We received a blanket of lovely white snow on Easter Sunday. Coming home from Sunrise Service I fought an overwhelming urge to go away on my own and photograph the beauty of it. But duties called me to the kitchen to get things ready for Sunday Dinner with 16 around the table, so I snapped a few just around home, then C asked if she could shoot a few with my camera and she did.
My emotions tie in with these pictures so well lately. The beauty in the ice and snow - hiding so much dirt and dryness of the parched Kansas ground, hugging it with intensity to provide it some loving moisture. As a Mom, I too want to be that blanket of white snow, loving, giving, sacrificing for my children, hugging them to keep them away from the evils that lure them in - especially when they face challenges so much lately. My reality lies in that no matter how much I give, how much I love, how much I sacrifice - we are back to square one again.
My soul feels a deep sadness - nothing works. Nothing helps. They say more therapy, they barely can acknowledge that what they provide doesn't work. When the recipient doesn't value the information or isn't capable to applying it - it becomes pointless. But to "give up" makes us feel like failures in a life we can't save from the demons of the past that moulded and control. $18 grand and weeks later, we arrive at 7 weeks home and it feels like we've gained no ground. I've a strong faith, but I've got to admit - short of a miracle, nothing can save this slide down a slippery hill over and over. I'm feeling low. I allow myself to realize that it is Okay. It is time to let it go - I've fought the good fight, but I'm tired and don't know that I can keep doing this for another year. I'm hurt and retreating. It is hard for me to give it up, give it up to God I tell myself and move on, so I have to try.
Another day it will snow again......beauty will return in pristine cleanliness that will also fade and go away. It doesn't stay. I yearn for a happiness that seems out of reach.....I remember the days filled with love and laughter and a carefree flow with trust and honesty prevailing....why can't that be the norm? I envy those that have this. I remember who I used to be and mourn the passing this situation has me in. It was my choice. I chose this path.....so I'll finish it. It won't be easy, fighting demons isn't easy work. Some hard decisions lie ahead. Time and prayers will direct this.

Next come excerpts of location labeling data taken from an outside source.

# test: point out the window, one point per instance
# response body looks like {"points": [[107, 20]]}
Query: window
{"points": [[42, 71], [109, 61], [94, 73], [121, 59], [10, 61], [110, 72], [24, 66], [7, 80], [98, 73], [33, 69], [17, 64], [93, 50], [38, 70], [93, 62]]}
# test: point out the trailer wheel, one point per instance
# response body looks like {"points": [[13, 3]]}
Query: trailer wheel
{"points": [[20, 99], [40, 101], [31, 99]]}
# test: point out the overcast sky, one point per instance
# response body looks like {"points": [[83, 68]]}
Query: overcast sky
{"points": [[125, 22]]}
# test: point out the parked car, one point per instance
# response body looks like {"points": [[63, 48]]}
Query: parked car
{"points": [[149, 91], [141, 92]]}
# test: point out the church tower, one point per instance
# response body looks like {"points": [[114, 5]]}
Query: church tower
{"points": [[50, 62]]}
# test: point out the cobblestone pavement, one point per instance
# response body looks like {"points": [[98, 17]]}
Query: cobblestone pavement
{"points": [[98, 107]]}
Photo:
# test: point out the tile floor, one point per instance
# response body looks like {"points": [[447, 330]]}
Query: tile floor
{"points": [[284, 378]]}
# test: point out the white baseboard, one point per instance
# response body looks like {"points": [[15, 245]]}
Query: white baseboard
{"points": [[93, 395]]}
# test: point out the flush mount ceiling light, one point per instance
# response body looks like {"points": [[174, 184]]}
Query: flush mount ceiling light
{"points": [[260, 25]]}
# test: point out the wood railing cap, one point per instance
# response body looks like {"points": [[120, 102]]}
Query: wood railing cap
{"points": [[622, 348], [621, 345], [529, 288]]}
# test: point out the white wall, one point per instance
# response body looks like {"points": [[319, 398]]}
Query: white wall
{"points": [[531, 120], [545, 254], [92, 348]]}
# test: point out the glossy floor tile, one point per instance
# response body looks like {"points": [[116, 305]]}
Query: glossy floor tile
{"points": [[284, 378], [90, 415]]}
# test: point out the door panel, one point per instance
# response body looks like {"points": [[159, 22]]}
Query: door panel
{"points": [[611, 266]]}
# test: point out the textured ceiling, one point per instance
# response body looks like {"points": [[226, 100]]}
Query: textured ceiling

Do you know what it is like to volunteer for something, then as that obligation comes near you regret it and can't wait for it to be over? Sometimes we have to say "no" and that is where I'm at. I'm not going to compromise my standards or morals because the ethics of who I am hold me strong in my stance. Some think I'm hard headed or hard hearted....they don't know the tender spots my heart holds at all. There is give and take - but it comes with responsibility, honesty and trust I pray for these as a norm vs a rarity. These things when lost are hard to gain back. I was recently informed of a girl who pays her parents $200 a month rent, who isn't 18 yet - and then her parents aren't allowed to "parent" her and she can do whatever she wants. It was told to me with admiration like that was the path we should go. Hmmmm - not this mama. You can be 25 and if you live in our house - it is our rules.